Caroline and Jenelle go clubbing in Juan-les-Pins with a few friends later that day. After free promotional Bacardi goodies, some gelato, some interesting screwdrivers, being ushered into a club for free with free champagne to boot, leaving that club within twenty minutes because claustrophobia, meeting Jorge and friends at the Hemingway, making sandcastles on the beach, ordering 17 Euro chicken nuggets (two rounds because it’s 3 AM and the girls’ stomachs are black holes), catching Sandra’s 3:45 AM shuttle, the girls fall asleep on Kristian and Marius on the way home, say some things, and have the most satisfying nine hours of sleep.


Caroline wakes up in a stupor, feeling nearly reborn after so much sleep. After much internal deliberation, she decides to head to Nice solo to museum hop, wander and eat something good. Working off the Google maps page she downloaded at home, she makes it to a secret-ish staircase nestled between several residential complexes leading up to the Musee Marc Chagall. The walk itself is delightful, and compels her to walk all the way up the Boulevard Cimiez to Musee Matisse. By the time she gets to Parc des Arenes ,she is drenched in sweat, and cools off in the groves of the huge public park.

The museum itself is a country style tomato red house, and houses the succession of Matisse’s work throughout his time living in Nice. From the Jazz series, Orientalisme odalisques, and sculptures, the entire collection represents the convergence of different art styles in Nice in the 20’s and 30’s, and how Matisse interpreted and reacted to a changing world. Impressed, Caroline leaves through the gift shop and explores more of the park, skirting the Roman ruins, watching an entire grove with a web of amateur slackliners.


Monday

through Thursday before the final pitch is more than enough stress and aggravation for Team Noosta. They won’t have an app for purchase on Google Play by Friday, but they will have a working prototype, Thank God, according to Maciek. Caroline and Jenelle are fumbling through research on market size, company shares, statistics on sleep, and the revenue model for a standard freemium app while Kristian and Maciek build a website that kind of works, that none of Noosta’s 200 fans on Facebook know about. Caroline, Maciek and Kristian plan to continue working on Noosta remotely after EIA with the help of the team’s mentor, Mart. Although EIA has reaffirmed her belief in the human potential to do incredible things like start a company in under four weeks, the last day of final pitches leaves a bad taste in her mouth.
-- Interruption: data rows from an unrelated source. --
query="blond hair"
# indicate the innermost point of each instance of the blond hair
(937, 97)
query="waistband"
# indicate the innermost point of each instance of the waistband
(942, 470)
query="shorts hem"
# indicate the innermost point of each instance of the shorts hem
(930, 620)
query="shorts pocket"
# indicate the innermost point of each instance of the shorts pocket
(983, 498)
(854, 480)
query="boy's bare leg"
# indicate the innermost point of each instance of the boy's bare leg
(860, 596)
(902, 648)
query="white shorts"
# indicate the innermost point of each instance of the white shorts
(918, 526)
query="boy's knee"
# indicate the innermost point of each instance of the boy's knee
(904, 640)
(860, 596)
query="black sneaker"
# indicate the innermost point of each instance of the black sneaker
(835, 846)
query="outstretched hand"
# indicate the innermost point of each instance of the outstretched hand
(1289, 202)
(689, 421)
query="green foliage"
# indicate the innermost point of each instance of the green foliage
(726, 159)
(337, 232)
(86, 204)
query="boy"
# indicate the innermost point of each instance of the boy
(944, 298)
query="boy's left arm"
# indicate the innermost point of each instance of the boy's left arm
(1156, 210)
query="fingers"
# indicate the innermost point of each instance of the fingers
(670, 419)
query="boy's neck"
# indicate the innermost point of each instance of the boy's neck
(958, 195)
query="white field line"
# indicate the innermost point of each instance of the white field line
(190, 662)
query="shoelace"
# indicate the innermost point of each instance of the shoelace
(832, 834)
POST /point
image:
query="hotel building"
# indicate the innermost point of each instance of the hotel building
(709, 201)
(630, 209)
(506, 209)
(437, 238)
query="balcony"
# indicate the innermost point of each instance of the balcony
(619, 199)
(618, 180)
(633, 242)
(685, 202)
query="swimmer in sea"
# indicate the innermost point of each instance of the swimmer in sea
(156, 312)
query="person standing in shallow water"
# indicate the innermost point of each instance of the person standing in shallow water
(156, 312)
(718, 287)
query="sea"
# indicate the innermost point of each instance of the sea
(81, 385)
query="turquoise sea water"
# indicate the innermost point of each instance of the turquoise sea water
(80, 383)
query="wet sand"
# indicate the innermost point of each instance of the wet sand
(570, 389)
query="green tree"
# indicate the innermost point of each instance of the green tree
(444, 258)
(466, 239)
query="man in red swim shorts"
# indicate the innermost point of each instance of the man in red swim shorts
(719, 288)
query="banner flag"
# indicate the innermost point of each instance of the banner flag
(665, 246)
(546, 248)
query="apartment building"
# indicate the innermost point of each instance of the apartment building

Caroline begins to comprehend the massive roadblocks gender stereotypes pose to female entrepreneurs. From the total lack of female lecturers to the inability of the male majority to take the female minority seriously during final pitches, it is clear that European Innovation Academy is helping penetrate a male-centric startup world. Ken Singer, the Berkeley professor and MIA mentor to Noosta, not only participates in a drinking game with other Berkeley guys in the back of the lecture hall, but cheers for several male Berkeley students as their female teammates, also from Berkeley, shrug off the obnoxious favoritism. But in stride with the theme of the entire program, in the words of Gina Davis, “If you can’t join ‘em, beat ‘em.”